Wednesday, December 14, 2011

We're in an economic whirlpool with no immediately conceivable way out

An addendum to yesterday's post with some additional observations referenced from Tavia Grant's report in The Globe and Mail today.

I suggested yesterday that we're in an economic whirlpool with no immediately conceivable way out, and Tavia suggests implicitly that what could suck us down to the bottom of that  pool is a significant jump in unemployment, falling house prices, rising interest rates or any combination of these - all of which I've mentioned as worrisome possibilities before in earlier posts, but which now take on a truly alarmist meaning.  Mark Carney also points out  that one in ten Canadians is in a vulnerable financial position, meaning that the cost of servicing debt consumes more than 40 per cent of his or her income.

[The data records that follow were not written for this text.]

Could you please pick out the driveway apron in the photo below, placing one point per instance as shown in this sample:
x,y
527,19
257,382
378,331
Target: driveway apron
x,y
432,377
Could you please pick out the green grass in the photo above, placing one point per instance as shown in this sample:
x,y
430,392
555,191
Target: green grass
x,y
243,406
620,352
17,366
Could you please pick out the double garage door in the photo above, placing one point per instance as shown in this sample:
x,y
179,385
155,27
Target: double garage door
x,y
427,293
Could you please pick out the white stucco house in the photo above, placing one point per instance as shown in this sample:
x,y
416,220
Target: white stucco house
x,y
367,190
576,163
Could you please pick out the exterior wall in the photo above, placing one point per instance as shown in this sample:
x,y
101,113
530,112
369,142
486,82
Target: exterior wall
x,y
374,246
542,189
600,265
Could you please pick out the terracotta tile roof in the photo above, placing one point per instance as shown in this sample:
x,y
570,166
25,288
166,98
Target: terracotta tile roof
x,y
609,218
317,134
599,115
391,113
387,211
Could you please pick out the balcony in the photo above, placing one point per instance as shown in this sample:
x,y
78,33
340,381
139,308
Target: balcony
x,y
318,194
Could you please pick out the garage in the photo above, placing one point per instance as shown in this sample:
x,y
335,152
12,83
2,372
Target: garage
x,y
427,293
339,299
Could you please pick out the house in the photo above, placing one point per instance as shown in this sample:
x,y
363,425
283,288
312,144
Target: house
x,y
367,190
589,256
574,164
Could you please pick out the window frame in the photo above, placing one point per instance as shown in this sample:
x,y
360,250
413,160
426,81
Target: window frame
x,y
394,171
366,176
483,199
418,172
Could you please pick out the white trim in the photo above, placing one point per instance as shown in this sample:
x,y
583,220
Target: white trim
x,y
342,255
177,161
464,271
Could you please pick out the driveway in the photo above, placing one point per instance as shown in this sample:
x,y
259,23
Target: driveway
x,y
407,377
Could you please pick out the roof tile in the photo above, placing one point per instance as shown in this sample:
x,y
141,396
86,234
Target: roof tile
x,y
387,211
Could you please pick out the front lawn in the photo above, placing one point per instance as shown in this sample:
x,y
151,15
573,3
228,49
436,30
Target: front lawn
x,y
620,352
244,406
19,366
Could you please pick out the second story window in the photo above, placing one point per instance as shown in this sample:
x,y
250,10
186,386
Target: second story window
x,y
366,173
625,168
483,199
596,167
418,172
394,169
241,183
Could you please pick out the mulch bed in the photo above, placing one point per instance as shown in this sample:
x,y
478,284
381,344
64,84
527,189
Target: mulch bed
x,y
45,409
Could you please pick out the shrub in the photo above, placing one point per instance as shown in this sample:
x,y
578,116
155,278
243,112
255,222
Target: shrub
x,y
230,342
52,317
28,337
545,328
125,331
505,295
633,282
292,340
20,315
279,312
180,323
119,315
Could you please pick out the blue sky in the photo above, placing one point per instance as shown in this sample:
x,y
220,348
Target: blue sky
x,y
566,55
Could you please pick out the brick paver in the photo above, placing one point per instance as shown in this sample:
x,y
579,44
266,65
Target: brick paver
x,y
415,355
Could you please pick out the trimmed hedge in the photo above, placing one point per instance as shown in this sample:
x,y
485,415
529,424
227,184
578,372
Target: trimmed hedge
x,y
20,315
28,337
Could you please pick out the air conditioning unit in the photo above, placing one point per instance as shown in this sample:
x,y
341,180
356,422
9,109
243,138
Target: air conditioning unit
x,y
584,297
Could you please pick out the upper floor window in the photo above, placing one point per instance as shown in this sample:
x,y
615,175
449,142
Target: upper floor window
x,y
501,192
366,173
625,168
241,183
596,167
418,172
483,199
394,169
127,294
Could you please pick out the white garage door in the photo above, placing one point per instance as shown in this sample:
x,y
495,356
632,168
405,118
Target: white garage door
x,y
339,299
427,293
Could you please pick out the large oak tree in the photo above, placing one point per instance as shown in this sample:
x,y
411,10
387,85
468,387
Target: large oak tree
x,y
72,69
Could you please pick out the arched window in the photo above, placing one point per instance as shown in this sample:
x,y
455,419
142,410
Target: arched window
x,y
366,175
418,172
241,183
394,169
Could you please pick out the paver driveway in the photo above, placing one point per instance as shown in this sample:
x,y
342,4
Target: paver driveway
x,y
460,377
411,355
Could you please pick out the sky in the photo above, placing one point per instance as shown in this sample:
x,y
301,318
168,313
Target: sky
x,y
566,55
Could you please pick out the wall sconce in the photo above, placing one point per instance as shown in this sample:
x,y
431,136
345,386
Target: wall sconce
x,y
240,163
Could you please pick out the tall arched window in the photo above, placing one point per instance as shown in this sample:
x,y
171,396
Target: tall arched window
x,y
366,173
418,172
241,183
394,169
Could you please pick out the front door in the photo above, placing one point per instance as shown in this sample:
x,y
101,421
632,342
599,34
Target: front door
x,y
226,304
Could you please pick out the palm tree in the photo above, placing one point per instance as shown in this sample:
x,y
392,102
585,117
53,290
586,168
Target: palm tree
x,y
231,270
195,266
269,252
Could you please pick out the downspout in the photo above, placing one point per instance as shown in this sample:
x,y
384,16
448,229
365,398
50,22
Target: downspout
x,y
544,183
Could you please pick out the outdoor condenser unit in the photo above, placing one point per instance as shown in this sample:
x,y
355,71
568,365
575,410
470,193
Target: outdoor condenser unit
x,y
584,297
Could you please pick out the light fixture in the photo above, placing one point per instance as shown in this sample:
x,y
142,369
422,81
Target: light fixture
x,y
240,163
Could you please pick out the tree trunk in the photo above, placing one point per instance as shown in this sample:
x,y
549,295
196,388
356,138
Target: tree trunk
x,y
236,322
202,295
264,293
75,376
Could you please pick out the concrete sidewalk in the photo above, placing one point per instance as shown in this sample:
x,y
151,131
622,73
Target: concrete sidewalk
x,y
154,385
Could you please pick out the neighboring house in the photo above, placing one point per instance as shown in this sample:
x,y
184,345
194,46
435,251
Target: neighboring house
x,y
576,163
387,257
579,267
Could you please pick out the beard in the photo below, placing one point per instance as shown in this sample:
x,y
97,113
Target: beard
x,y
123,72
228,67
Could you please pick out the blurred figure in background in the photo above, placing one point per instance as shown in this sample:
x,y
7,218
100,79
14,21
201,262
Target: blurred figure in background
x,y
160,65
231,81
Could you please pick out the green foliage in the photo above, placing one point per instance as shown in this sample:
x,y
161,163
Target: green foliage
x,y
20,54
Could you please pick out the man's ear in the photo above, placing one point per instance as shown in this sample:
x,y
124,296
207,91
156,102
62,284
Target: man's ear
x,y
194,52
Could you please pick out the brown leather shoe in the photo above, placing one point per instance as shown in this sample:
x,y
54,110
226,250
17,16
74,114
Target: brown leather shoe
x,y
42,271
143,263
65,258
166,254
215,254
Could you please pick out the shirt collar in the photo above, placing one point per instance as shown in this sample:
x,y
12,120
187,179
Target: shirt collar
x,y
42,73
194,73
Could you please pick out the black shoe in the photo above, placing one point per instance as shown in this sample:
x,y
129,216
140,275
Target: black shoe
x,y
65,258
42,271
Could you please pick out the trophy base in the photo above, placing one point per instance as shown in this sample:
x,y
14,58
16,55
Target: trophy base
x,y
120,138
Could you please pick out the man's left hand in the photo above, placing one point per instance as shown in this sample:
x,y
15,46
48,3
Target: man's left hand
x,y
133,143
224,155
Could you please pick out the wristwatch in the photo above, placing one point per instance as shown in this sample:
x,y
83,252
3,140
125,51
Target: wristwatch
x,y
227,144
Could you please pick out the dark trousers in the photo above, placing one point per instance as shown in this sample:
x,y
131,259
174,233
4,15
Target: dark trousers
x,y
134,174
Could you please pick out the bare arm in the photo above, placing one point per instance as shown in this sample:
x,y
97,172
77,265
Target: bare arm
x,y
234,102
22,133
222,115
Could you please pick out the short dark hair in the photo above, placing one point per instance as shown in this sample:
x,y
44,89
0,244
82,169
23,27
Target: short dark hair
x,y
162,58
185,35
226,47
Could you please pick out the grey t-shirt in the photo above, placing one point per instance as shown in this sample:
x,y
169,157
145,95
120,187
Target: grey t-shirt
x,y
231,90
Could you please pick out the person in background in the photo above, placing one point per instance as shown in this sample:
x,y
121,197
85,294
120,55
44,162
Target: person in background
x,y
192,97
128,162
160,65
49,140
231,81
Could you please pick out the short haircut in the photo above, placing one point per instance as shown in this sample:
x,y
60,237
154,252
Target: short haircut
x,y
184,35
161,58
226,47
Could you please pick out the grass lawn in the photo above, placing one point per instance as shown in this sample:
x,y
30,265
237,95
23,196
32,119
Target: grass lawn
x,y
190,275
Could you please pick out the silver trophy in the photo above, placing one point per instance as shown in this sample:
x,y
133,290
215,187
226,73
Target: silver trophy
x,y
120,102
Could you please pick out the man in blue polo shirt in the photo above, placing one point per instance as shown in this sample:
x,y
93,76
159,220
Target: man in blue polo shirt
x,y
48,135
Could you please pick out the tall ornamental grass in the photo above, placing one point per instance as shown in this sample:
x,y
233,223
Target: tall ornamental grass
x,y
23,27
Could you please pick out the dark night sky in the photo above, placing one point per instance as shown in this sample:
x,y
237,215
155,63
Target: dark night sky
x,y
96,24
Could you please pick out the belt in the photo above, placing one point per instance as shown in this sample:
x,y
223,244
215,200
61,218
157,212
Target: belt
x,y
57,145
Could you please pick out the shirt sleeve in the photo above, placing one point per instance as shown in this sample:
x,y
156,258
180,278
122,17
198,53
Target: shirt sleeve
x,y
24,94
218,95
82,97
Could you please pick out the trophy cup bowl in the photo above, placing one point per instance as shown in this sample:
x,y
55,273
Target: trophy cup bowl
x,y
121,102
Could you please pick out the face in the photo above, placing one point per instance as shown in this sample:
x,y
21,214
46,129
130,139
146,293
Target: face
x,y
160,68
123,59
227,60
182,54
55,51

Add to these observations everything I sadly offered yesterday, falling real wages, the lack of jobs and job creating initiatives, slipping stock prices, the absence of pensions in the case of many Canadians and, of those with them, a drop in their value because of eroding assets and we have ourselves an overwhelmingly serious economic crisis.

Why is it up to Mark Carney to tell it as it is? Where are President Harper and his bulldog, who, with the financial sector, are jointly responsible for this horrendous state of economic affairs? Would some courageous journalist please call them on this.

Note: Other stats from Stats Can that can be correlated with the above observations: The Daily, Tuesday, December 13, 2011. National balance sheet accounts 

1) Canadian household net worth declined 2.1% to $22.6 trillion, the second straight quarterly decline - probably because investment and pension assets declined.

2) Per capita household net worth dropped to $180,000 from$184,700 in the previous quarter.

3) Credit market debt  to assets reached a record high 20.1%.